I guess we get to the question as to whether the British Army actually believe that a soldier can engage in any reasonably intense combat carrying the sort of loads you mention?

As a matter of interest how much water is included in that load you mention?
IMO the U.S. errors with their risk management process/ideology. We went from a primary and alternate (contingency) approach to patrolling to the PACE concept (primary, alternate, contingency, and emergency) sometimes with different equipment for each category (especially for comms). Now add the modern body armor and you have fully suppressed soldier. Our loads were frequently well over a 100lbs without live ammo.

The bottom line is commanders have to learn to assume intelligent risk again and not assume you can mitigate risk by putting an additional 50lbs of light weight gear in the soldier's ruck.
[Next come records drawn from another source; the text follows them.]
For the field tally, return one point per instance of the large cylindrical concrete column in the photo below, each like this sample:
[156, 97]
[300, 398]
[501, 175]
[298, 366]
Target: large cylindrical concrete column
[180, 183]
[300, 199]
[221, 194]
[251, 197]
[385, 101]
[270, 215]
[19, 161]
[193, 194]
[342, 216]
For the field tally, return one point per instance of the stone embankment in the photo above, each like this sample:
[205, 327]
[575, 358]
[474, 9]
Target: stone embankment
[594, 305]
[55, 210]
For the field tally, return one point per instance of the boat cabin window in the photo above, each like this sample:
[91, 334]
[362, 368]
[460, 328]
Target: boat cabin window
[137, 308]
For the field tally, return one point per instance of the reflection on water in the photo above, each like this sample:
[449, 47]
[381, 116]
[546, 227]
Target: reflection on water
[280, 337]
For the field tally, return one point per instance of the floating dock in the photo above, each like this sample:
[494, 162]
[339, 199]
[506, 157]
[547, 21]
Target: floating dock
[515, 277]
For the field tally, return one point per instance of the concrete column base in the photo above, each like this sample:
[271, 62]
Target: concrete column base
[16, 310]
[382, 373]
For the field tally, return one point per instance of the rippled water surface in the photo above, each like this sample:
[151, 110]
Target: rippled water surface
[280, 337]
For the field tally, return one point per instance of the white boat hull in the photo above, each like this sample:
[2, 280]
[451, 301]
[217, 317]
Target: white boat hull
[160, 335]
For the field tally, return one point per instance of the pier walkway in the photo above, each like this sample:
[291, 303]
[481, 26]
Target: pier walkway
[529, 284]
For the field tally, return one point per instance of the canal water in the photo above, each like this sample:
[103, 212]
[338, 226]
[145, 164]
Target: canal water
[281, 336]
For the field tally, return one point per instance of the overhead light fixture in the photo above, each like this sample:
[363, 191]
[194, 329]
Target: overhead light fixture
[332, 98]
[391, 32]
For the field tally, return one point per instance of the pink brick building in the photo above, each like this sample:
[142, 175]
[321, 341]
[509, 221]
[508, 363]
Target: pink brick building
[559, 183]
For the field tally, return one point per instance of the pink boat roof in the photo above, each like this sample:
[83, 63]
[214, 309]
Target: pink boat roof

If you're moving behind enemy lines the signature you leave with that type of load a blind man could follow, not to mention the noise, the inability to maneuver (skirmish), etc. I think these loads have an impact our tactics also, and soldiers too quickly default to calling in air strikes to resolve a problem in a situation where it risks collateral damage, because they can't skirmish effectively with the loads they're carrying. I have four forms of comms that I can call in air support with

This is a serious problem that gets talked about a lot, but I have seen little movement to seriously address. The only thing I saw in theory was a walking robot accompanying soldiers carrying their rucks for them. That might work in some situations, but the infantry/SF I grew up in you wanted to avoid being detected if at all possible to enjoy the benefits of surprise (instead of being surprised), and I'm not sure you'll have that with a horse sized robot, but maybe it's quiet if you give it sufficient 3 in 1 oil?